The question as worded implies that if something is a parody it is automatically fair use or allowed in US copyright law. This is a myth.
First of all, in a copyright context, the term "parody" is somewhat limited. In that sense, a "parody" is a new work which comments on the original (often but not always by mocking or ridiculing the original). A mere alternate version which modifies the form of the original, perhaps humorously, but not to comment on the original or perhaps on much of anything, is not a parody. A new work which modifies the original to comment on something else, but not on the original, is a satire. Of course many works may be both parodies and satires in this sense.
See this law.se Q&A for extensive quotes from Suntrust Bank v. Houghton Mifflin Co 268 F.3d 1257 (The case of The Wind Done Gone vs Gone with the Wind) and discussion of what is and is not a parody in US copyright law, and when a parody is fair use.
A parody, because it comments on the original, will often be found to be a fair use of the original.
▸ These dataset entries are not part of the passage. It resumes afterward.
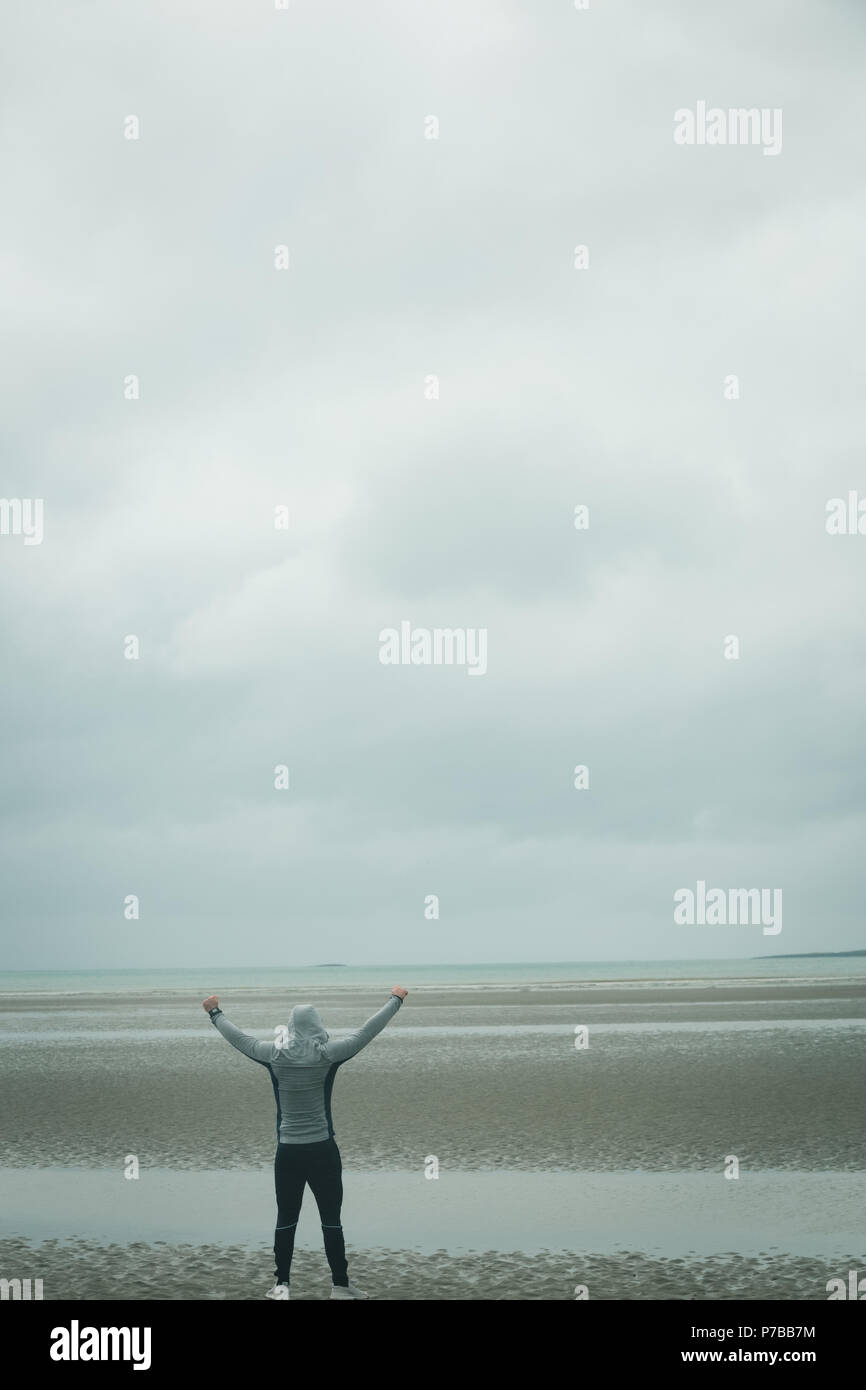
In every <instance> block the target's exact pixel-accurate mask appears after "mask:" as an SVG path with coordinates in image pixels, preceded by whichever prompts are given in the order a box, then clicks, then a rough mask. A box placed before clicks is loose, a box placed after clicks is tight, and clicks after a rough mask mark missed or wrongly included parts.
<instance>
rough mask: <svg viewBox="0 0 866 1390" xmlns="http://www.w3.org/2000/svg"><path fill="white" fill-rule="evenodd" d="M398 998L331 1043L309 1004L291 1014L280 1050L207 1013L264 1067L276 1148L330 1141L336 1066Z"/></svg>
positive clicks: (301, 1005) (383, 1025) (234, 1043)
mask: <svg viewBox="0 0 866 1390" xmlns="http://www.w3.org/2000/svg"><path fill="white" fill-rule="evenodd" d="M402 1002H403V1001H402V998H400V995H399V994H392V995H391V998H389V999H388V1004H386V1005H385V1006H384V1008H382V1009H379V1012H378V1013H374V1015H373V1017H371V1019H367V1022H366V1023H364V1024H363V1026H361V1027H360V1029H359V1030H357V1033H350V1034H349V1037H348V1038H343V1040H342V1041H339V1042H332V1041H331V1038H329V1036H328V1033H325V1029H324V1024H322V1022H321V1019H320V1016H318V1011H317V1009H314V1008H313V1006H311V1005H309V1004H299V1005H296V1006H295V1008H293V1009H292V1019H291V1023H289V1038H288V1042H286V1045H285V1047H278V1045H277V1044H275V1042H259V1041H256V1038H253V1037H250V1036H249V1033H243V1031H242V1030H240V1029H238V1027H235V1024H234V1023H229V1022H228V1019H227V1017H225V1015H224V1013H222V1009H213V1011H211V1013H210V1019H211V1023H213V1024H214V1027H215V1029H218V1030H220V1033H221V1034H222V1037H224V1038H227V1041H228V1042H231V1044H232V1047H236V1048H238V1051H239V1052H243V1055H245V1056H249V1058H252V1061H253V1062H260V1063H261V1066H264V1068H267V1070H268V1073H270V1077H271V1084H272V1087H274V1099H275V1101H277V1134H278V1138H279V1143H281V1144H318V1143H321V1141H322V1140H327V1138H334V1123H332V1120H331V1091H332V1090H334V1077H335V1074H336V1069H338V1066H341V1065H342V1063H343V1062H348V1061H349V1058H352V1056H354V1055H356V1054H357V1052H360V1051H361V1048H364V1047H367V1044H368V1042H373V1038H374V1037H375V1036H377V1033H381V1031H382V1029H384V1027H385V1024H386V1023H388V1022H389V1020H391V1019H392V1017H393V1016H395V1013H396V1012H398V1009H399V1008H400V1005H402Z"/></svg>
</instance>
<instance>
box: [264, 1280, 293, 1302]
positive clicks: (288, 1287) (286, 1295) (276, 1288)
mask: <svg viewBox="0 0 866 1390" xmlns="http://www.w3.org/2000/svg"><path fill="white" fill-rule="evenodd" d="M264 1297H265V1298H278V1300H281V1301H285V1300H286V1298H289V1297H291V1294H289V1286H288V1284H274V1287H272V1289H268V1291H267V1294H265V1295H264Z"/></svg>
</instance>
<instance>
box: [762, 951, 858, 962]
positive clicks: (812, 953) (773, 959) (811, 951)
mask: <svg viewBox="0 0 866 1390" xmlns="http://www.w3.org/2000/svg"><path fill="white" fill-rule="evenodd" d="M851 955H866V951H792V952H791V954H790V955H771V956H755V959H756V960H820V959H823V958H824V956H851Z"/></svg>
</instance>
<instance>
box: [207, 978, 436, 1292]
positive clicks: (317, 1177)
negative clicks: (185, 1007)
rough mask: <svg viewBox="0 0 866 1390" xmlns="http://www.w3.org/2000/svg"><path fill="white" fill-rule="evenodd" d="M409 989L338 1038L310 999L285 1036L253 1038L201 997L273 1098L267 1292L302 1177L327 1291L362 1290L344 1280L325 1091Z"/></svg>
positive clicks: (287, 1246) (332, 1128) (408, 993)
mask: <svg viewBox="0 0 866 1390" xmlns="http://www.w3.org/2000/svg"><path fill="white" fill-rule="evenodd" d="M407 994H409V990H405V988H403V987H402V986H395V988H393V990H392V991H391V998H389V999H388V1004H385V1005H384V1008H381V1009H379V1011H378V1013H374V1015H373V1017H371V1019H367V1022H366V1023H364V1024H363V1026H361V1027H360V1029H359V1030H357V1031H356V1033H352V1034H350V1036H349V1037H348V1038H343V1041H342V1042H332V1041H331V1038H329V1034H328V1033H325V1027H324V1024H322V1022H321V1019H320V1016H318V1011H317V1009H314V1008H313V1005H311V1004H297V1005H295V1008H293V1009H292V1017H291V1020H289V1031H288V1040H286V1042H285V1045H279V1044H277V1042H257V1041H256V1038H253V1037H250V1036H249V1033H242V1031H240V1029H238V1027H235V1024H234V1023H229V1022H228V1019H227V1017H225V1015H224V1012H222V1009H221V1008H220V999H218V998H217V995H215V994H211V995H210V998H207V999H204V1001H203V1004H202V1008H203V1009H204V1012H206V1013H207V1015H209V1017H210V1020H211V1023H213V1024H214V1027H215V1029H218V1031H220V1033H221V1034H222V1037H224V1038H225V1040H227V1041H228V1042H231V1044H232V1047H236V1048H238V1051H239V1052H243V1055H245V1056H249V1058H252V1061H253V1062H260V1063H261V1066H264V1068H267V1070H268V1072H270V1076H271V1084H272V1087H274V1099H275V1101H277V1138H278V1144H277V1156H275V1158H274V1183H275V1187H277V1230H275V1233H274V1259H275V1262H277V1269H275V1270H274V1277H275V1280H277V1283H275V1284H274V1287H272V1289H270V1290H268V1293H267V1297H268V1298H288V1297H289V1272H291V1268H292V1254H293V1251H295V1230H296V1227H297V1219H299V1216H300V1204H302V1201H303V1194H304V1187H306V1186H307V1183H309V1184H310V1190H311V1193H313V1197H314V1198H316V1204H317V1207H318V1215H320V1220H321V1230H322V1238H324V1244H325V1255H327V1257H328V1264H329V1266H331V1277H332V1280H334V1287H332V1290H331V1297H332V1298H368V1297H370V1294H366V1293H361V1290H360V1289H356V1286H354V1284H352V1283H349V1269H348V1264H346V1245H345V1241H343V1227H342V1223H341V1208H342V1201H343V1179H342V1172H343V1168H342V1159H341V1154H339V1150H338V1147H336V1141H335V1138H334V1123H332V1119H331V1091H332V1088H334V1077H335V1074H336V1069H338V1066H342V1063H343V1062H348V1061H349V1058H352V1056H356V1055H357V1054H359V1052H360V1051H361V1048H364V1047H367V1044H368V1042H371V1041H373V1038H374V1037H375V1036H377V1033H381V1031H382V1029H384V1027H385V1024H386V1023H389V1022H391V1019H392V1017H393V1016H395V1013H396V1012H398V1009H399V1008H400V1005H402V1004H403V999H405V998H406V995H407Z"/></svg>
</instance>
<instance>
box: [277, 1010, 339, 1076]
mask: <svg viewBox="0 0 866 1390" xmlns="http://www.w3.org/2000/svg"><path fill="white" fill-rule="evenodd" d="M327 1041H328V1033H327V1031H325V1026H324V1023H322V1022H321V1019H320V1016H318V1009H314V1008H313V1005H311V1004H296V1005H295V1008H293V1009H292V1017H291V1019H289V1041H288V1044H286V1047H285V1048H284V1051H285V1052H288V1055H289V1056H291V1058H292V1061H293V1062H318V1061H320V1056H321V1048H322V1047H324V1044H325V1042H327Z"/></svg>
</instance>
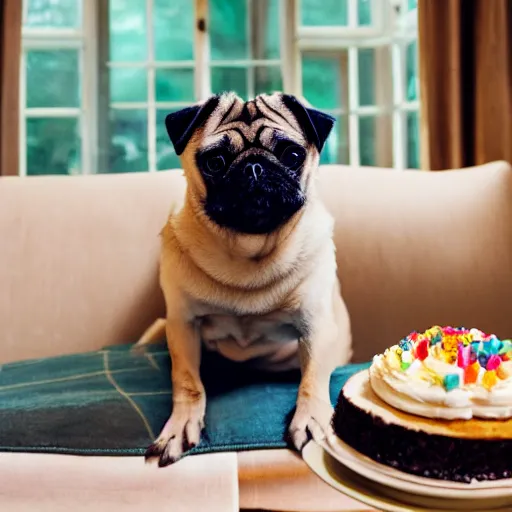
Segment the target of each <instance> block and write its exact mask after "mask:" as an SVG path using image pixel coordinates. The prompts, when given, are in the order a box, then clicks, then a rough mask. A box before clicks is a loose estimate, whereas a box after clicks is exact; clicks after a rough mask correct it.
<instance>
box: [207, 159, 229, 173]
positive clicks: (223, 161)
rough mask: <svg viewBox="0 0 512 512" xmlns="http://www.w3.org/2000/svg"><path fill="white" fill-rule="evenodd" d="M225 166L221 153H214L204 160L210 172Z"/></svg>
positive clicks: (217, 169)
mask: <svg viewBox="0 0 512 512" xmlns="http://www.w3.org/2000/svg"><path fill="white" fill-rule="evenodd" d="M225 166H226V161H225V160H224V157H223V156H222V155H215V156H212V157H210V158H208V160H206V167H207V168H208V170H209V171H210V172H212V173H217V172H220V171H222V169H224V167H225Z"/></svg>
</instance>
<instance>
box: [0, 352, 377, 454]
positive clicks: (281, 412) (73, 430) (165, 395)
mask: <svg viewBox="0 0 512 512" xmlns="http://www.w3.org/2000/svg"><path fill="white" fill-rule="evenodd" d="M130 348H131V346H130V345H126V346H118V347H108V348H105V349H104V350H100V351H97V352H88V353H83V354H76V355H70V356H62V357H55V358H49V359H39V360H31V361H22V362H18V363H12V364H6V365H4V366H2V367H1V368H0V451H20V452H47V453H50V452H53V453H68V454H91V455H142V454H144V451H145V449H146V448H147V446H148V445H149V444H150V443H151V442H152V441H153V440H154V439H155V437H156V436H157V435H158V433H159V431H160V429H161V428H162V426H163V425H164V423H165V421H166V420H167V418H168V417H169V414H170V412H171V396H172V395H171V393H172V392H171V382H170V359H169V354H168V352H167V348H166V346H165V345H164V344H162V345H155V346H153V347H149V348H148V349H147V351H146V353H145V354H139V355H137V354H135V353H133V352H132V351H131V350H130ZM367 367H368V364H362V365H348V366H345V367H342V368H339V369H337V370H336V371H335V372H334V373H333V375H332V378H331V401H332V403H333V404H334V403H335V401H336V399H337V397H338V393H339V391H340V389H341V387H342V386H343V384H344V383H345V382H346V380H347V378H348V377H349V376H350V375H352V374H353V373H355V372H356V371H359V370H361V369H363V368H367ZM201 372H202V375H203V381H204V384H205V388H206V392H207V395H208V402H207V413H206V431H205V435H204V437H203V440H202V442H201V444H200V445H198V446H197V447H196V448H194V449H193V450H192V451H191V452H189V453H208V452H218V451H232V450H251V449H259V448H284V447H286V446H287V444H286V440H285V434H286V427H287V425H288V422H289V420H290V417H291V414H292V412H293V409H294V405H295V399H296V395H297V388H298V383H299V375H298V373H296V372H291V373H285V374H279V375H275V374H265V373H261V372H255V371H252V370H251V369H250V368H248V367H247V366H245V365H243V364H240V363H231V362H230V361H227V360H225V359H223V358H221V357H220V356H218V355H216V354H211V353H205V354H204V358H203V363H202V368H201Z"/></svg>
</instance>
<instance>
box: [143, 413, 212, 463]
mask: <svg viewBox="0 0 512 512" xmlns="http://www.w3.org/2000/svg"><path fill="white" fill-rule="evenodd" d="M204 411H205V407H204V403H177V404H174V407H173V412H172V414H171V417H170V418H169V419H168V420H167V423H166V424H165V425H164V428H163V429H162V431H161V432H160V435H159V436H158V438H157V440H156V441H155V442H154V443H153V444H152V445H150V446H149V447H148V449H147V450H146V454H145V459H146V461H147V460H148V459H152V458H158V466H159V467H161V468H163V467H165V466H169V465H170V464H174V463H175V462H176V461H178V460H179V459H181V457H182V456H183V454H184V453H185V452H186V451H188V450H190V449H191V448H193V447H194V446H196V445H198V444H199V441H200V440H201V432H202V431H203V429H204Z"/></svg>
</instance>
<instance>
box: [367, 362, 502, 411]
mask: <svg viewBox="0 0 512 512" xmlns="http://www.w3.org/2000/svg"><path fill="white" fill-rule="evenodd" d="M389 355H390V354H389V352H388V353H385V354H380V355H377V356H375V357H374V359H373V364H372V366H371V367H370V382H371V386H372V388H373V391H374V392H375V393H376V394H377V395H378V396H379V398H381V399H382V400H384V401H385V402H386V403H388V404H389V405H391V406H393V407H395V408H396V409H399V410H401V411H404V412H407V413H410V414H415V415H418V416H424V417H427V418H438V419H445V420H453V419H471V418H473V417H475V418H488V419H490V418H493V419H504V418H510V417H512V378H508V379H505V380H500V381H498V383H497V384H496V385H495V386H494V387H493V388H491V389H490V390H488V389H486V388H485V387H484V386H482V384H481V379H482V375H483V373H485V370H482V372H481V374H480V375H479V377H478V379H477V382H476V383H475V384H467V385H462V386H461V387H458V388H456V389H453V390H450V391H448V390H446V389H445V387H444V386H443V385H442V383H436V382H435V380H434V381H433V379H432V372H435V374H437V375H438V376H439V377H441V378H443V377H444V376H445V375H448V374H453V373H458V374H459V376H460V379H461V382H464V379H463V370H462V369H461V368H458V367H457V366H456V365H453V364H449V363H445V362H443V361H441V360H439V359H437V358H435V357H432V355H429V356H428V357H427V358H426V359H425V360H424V361H419V360H417V359H416V360H414V361H413V363H412V364H411V366H409V368H408V369H407V370H405V371H403V370H401V369H400V368H399V367H397V366H396V365H395V364H393V361H392V360H391V357H387V356H389ZM510 363H511V364H512V362H510Z"/></svg>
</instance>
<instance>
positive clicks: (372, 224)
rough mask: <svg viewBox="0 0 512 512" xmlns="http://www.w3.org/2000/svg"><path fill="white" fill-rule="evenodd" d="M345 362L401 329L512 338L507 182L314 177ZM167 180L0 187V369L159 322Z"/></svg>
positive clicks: (29, 180) (181, 187)
mask: <svg viewBox="0 0 512 512" xmlns="http://www.w3.org/2000/svg"><path fill="white" fill-rule="evenodd" d="M319 185H320V189H321V192H322V195H323V197H324V198H325V200H326V203H327V205H328V207H329V208H330V210H331V211H332V212H333V213H334V215H335V217H336V226H335V230H336V231H335V241H336V245H337V254H338V263H339V269H340V276H341V280H342V283H343V294H344V297H345V299H346V301H347V304H348V308H349V312H350V315H351V317H352V326H353V333H354V346H355V359H356V360H359V361H360V360H367V359H369V358H370V357H371V356H372V355H373V354H374V353H375V352H376V351H378V350H381V349H383V348H384V347H385V346H387V345H389V344H391V343H393V342H395V341H396V340H397V339H398V338H399V337H401V336H403V335H404V334H406V333H407V332H409V331H410V330H412V329H423V328H426V327H428V326H430V325H431V324H434V323H441V324H466V325H470V324H471V325H475V326H477V327H480V328H482V329H484V330H492V331H494V332H496V333H497V334H498V335H500V336H511V335H512V315H510V306H509V304H510V302H511V300H512V265H511V263H512V229H511V228H512V226H511V218H512V217H511V213H512V212H511V209H512V204H511V198H512V195H511V186H512V172H511V170H510V167H509V166H508V165H507V164H506V163H502V162H497V163H493V164H489V165H487V166H482V167H478V168H474V169H466V170H463V171H450V172H435V173H434V172H432V173H427V172H418V171H404V172H398V171H392V170H385V169H370V168H360V169H350V168H347V167H341V166H332V167H324V168H322V170H321V172H320V180H319ZM183 191H184V182H183V178H182V177H181V173H179V172H176V171H171V172H164V173H154V174H128V175H100V176H84V177H40V178H35V177H32V178H0V236H1V237H2V246H1V249H0V290H1V291H2V293H1V294H0V335H1V343H0V361H12V360H16V359H25V358H30V357H43V356H49V355H55V354H60V353H70V352H77V351H83V350H91V349H97V348H100V347H102V346H104V345H108V344H112V343H122V342H127V341H132V340H135V339H136V338H137V337H138V336H139V335H140V334H141V333H142V331H143V330H144V328H145V327H146V326H147V325H148V324H149V323H150V322H152V321H153V319H154V318H155V317H157V316H158V315H161V314H162V313H163V312H164V307H163V301H162V298H161V294H160V291H159V289H158V284H157V266H158V249H159V240H158V233H159V230H160V228H161V226H162V225H163V223H164V221H165V219H166V217H167V214H168V211H169V209H170V208H171V205H172V204H173V202H175V201H180V200H181V198H182V197H183Z"/></svg>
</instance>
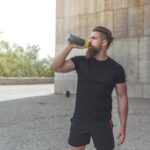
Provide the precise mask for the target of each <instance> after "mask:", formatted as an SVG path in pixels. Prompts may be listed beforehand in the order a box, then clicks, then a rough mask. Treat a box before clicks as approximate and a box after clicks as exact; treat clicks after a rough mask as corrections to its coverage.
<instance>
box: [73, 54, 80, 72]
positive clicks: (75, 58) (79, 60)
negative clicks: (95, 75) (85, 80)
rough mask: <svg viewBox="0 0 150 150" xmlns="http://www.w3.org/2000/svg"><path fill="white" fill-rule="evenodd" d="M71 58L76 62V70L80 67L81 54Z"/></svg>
mask: <svg viewBox="0 0 150 150" xmlns="http://www.w3.org/2000/svg"><path fill="white" fill-rule="evenodd" d="M71 60H72V61H73V63H74V64H75V70H77V69H78V68H79V64H80V60H81V56H74V57H72V58H71Z"/></svg>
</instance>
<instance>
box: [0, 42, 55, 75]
mask: <svg viewBox="0 0 150 150" xmlns="http://www.w3.org/2000/svg"><path fill="white" fill-rule="evenodd" d="M0 48H1V51H0V76H5V77H51V76H54V73H53V71H51V70H50V69H49V66H50V64H51V62H52V58H51V57H50V56H48V57H47V58H44V59H39V56H38V53H39V51H40V48H39V46H36V45H33V46H30V45H28V46H27V47H26V48H23V47H22V46H19V45H17V44H14V45H13V46H10V44H9V42H6V41H1V42H0Z"/></svg>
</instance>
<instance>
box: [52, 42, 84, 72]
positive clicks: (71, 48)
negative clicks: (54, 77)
mask: <svg viewBox="0 0 150 150" xmlns="http://www.w3.org/2000/svg"><path fill="white" fill-rule="evenodd" d="M73 48H82V47H80V46H77V45H74V44H71V43H68V44H67V45H66V46H65V48H64V50H63V51H61V52H60V53H59V54H58V55H57V56H56V57H55V59H54V60H53V62H52V64H51V67H50V69H51V70H53V71H54V72H60V73H65V72H70V71H73V70H75V65H74V63H73V62H72V60H71V59H68V60H66V57H67V56H68V54H69V53H70V52H71V50H72V49H73Z"/></svg>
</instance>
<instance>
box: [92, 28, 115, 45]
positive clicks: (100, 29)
mask: <svg viewBox="0 0 150 150" xmlns="http://www.w3.org/2000/svg"><path fill="white" fill-rule="evenodd" d="M92 31H93V32H94V31H97V32H100V33H101V37H102V39H105V40H107V48H108V47H109V46H110V44H111V42H112V41H113V37H112V33H111V31H110V30H109V29H107V28H105V27H102V26H97V27H95V28H94V29H93V30H92Z"/></svg>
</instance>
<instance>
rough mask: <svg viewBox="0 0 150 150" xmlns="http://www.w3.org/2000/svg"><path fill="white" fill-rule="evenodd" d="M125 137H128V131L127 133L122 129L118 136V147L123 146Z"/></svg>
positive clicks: (125, 131) (117, 137)
mask: <svg viewBox="0 0 150 150" xmlns="http://www.w3.org/2000/svg"><path fill="white" fill-rule="evenodd" d="M125 137H126V131H125V129H124V128H122V127H120V129H119V133H118V136H117V139H118V145H121V144H122V143H123V142H124V140H125Z"/></svg>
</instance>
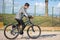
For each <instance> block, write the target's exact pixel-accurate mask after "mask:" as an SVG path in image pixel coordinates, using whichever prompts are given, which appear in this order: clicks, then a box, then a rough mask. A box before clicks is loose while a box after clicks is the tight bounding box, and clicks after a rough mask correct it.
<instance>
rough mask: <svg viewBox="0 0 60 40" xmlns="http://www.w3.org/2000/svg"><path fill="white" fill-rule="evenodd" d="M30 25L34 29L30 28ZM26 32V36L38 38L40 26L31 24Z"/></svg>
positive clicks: (38, 35) (32, 37)
mask: <svg viewBox="0 0 60 40" xmlns="http://www.w3.org/2000/svg"><path fill="white" fill-rule="evenodd" d="M32 27H33V30H34V31H33V30H32ZM27 34H28V36H29V37H30V38H32V39H36V38H38V37H39V36H40V34H41V29H40V27H39V26H38V25H33V26H31V27H29V28H28V30H27Z"/></svg>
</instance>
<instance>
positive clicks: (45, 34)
mask: <svg viewBox="0 0 60 40" xmlns="http://www.w3.org/2000/svg"><path fill="white" fill-rule="evenodd" d="M0 40H10V39H7V38H6V37H5V36H4V32H3V31H1V30H0ZM14 40H60V32H57V31H56V32H46V31H43V32H41V35H40V37H39V38H37V39H31V38H29V37H28V35H27V33H26V31H24V34H23V35H19V36H18V37H17V38H16V39H14Z"/></svg>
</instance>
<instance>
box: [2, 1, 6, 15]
mask: <svg viewBox="0 0 60 40" xmlns="http://www.w3.org/2000/svg"><path fill="white" fill-rule="evenodd" d="M2 13H3V14H4V13H5V2H4V0H3V5H2Z"/></svg>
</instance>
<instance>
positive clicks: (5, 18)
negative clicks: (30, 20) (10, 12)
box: [3, 14, 60, 27]
mask: <svg viewBox="0 0 60 40" xmlns="http://www.w3.org/2000/svg"><path fill="white" fill-rule="evenodd" d="M14 17H15V14H3V18H4V25H7V24H10V23H14V24H15V23H17V22H16V20H15V19H14ZM24 20H25V19H24ZM32 22H33V23H34V24H37V25H40V26H48V27H51V26H53V27H56V26H57V27H60V18H56V17H53V18H52V17H50V16H49V17H45V16H34V19H33V20H32Z"/></svg>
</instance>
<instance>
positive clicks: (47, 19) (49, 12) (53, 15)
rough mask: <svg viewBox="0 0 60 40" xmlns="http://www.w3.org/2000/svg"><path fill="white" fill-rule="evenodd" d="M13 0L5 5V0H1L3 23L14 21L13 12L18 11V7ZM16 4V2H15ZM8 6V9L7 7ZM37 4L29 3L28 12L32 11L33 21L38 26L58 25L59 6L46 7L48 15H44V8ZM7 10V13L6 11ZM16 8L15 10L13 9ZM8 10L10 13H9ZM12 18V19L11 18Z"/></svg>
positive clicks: (18, 9)
mask: <svg viewBox="0 0 60 40" xmlns="http://www.w3.org/2000/svg"><path fill="white" fill-rule="evenodd" d="M14 3H15V2H14V0H13V1H12V2H11V5H12V6H10V4H9V5H7V4H6V2H5V0H3V1H2V13H3V18H4V24H5V25H6V24H8V23H16V21H15V20H14V17H15V13H17V12H18V10H19V8H20V7H21V6H22V5H21V6H20V7H17V9H16V8H15V6H16V5H15V4H14ZM17 6H18V4H17ZM7 7H8V8H9V10H8V9H7ZM41 8H42V7H40V6H39V5H31V6H30V8H29V10H28V12H29V13H32V14H31V15H34V19H33V20H34V21H33V22H34V23H35V24H37V25H40V26H49V27H50V26H52V27H55V26H56V27H60V8H59V7H51V8H48V10H49V11H48V15H49V16H47V17H46V16H45V8H42V9H41ZM6 10H7V13H6ZM15 10H17V11H15ZM9 12H10V14H9ZM11 18H12V19H11Z"/></svg>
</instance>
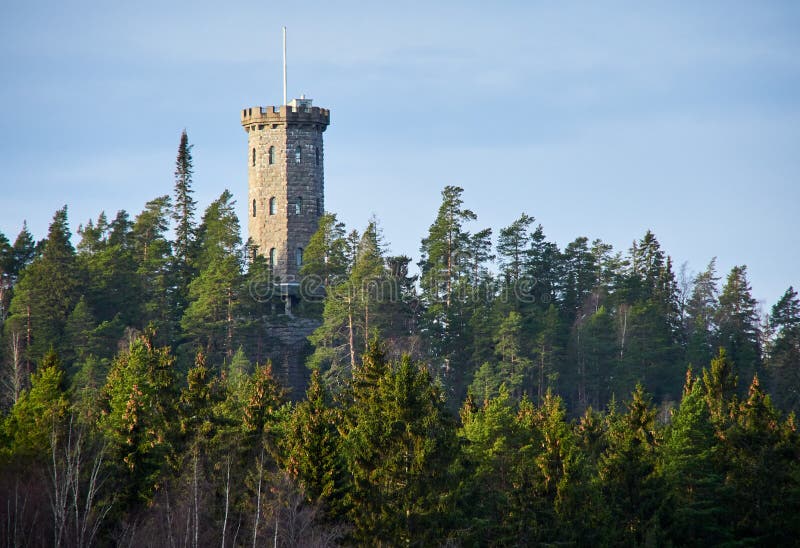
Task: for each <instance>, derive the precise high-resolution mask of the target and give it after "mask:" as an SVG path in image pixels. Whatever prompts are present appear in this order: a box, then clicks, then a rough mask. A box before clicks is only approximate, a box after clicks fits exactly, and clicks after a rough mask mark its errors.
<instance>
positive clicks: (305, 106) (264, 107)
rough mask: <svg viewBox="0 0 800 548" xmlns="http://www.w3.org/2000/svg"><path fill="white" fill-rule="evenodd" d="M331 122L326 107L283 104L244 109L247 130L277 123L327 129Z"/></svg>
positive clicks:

But not always. The full four-factor analysis must still be done, and the results are never certain until a court has passed on the specific case. See this law.se Q&A for more on fair use.
I can't tell from the question whether the modified song is truly a parody in the sense used in copyright law. If not, it probably isn't fair use, although it might be for other reasons.
By the way, a song written for a television show or video to be distributed commercially is a commercial use, even if a non-profit corporation is involved, and even if there is an educational purpose.